А я стояла сзади и гордо крутила головой. Мама была самой красивой из всех теток, полной, белой, нарядной и душистой. У нее в ушах и на руках с яркими ноготками сверкали украшения, а рыжие волосы были собраны высоко и пышно. И заметив какого-нибудь противного дядьку, уставившегося на моё сокровище, я тут же вбуравливалась между, прикрывая ее своим телом.
Мам! Ты опять подслушивала? Тебя же ругали, вон ты наследила на полу.
Мама смеялась, стаскивая с голову пушистый шарф, весь в таящих искристых снежинках и вытирала ноги о расстеленный половичок.
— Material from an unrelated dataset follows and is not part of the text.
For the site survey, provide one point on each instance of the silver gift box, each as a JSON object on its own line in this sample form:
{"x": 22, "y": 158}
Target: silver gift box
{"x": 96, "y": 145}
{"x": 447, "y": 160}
Каждый раз, когда у нас начиналось сольфеджио, она выскакивала на улицу и под окном, вскарабкавшись на пень, слушала наше пение. Ей очень нравилось. Я это знала, и всегда старалась заглянуть за занавеску, мне казалось что я вижу как блестят ее глаза, и даже слышала она подпевает.
И уже совсем поздно, после занятий, сойдя с автобуса на конечной остановке, мы с мамой, взявшись за руки, размахивали ими, как маленькие и орали на весь лес арию Ленского.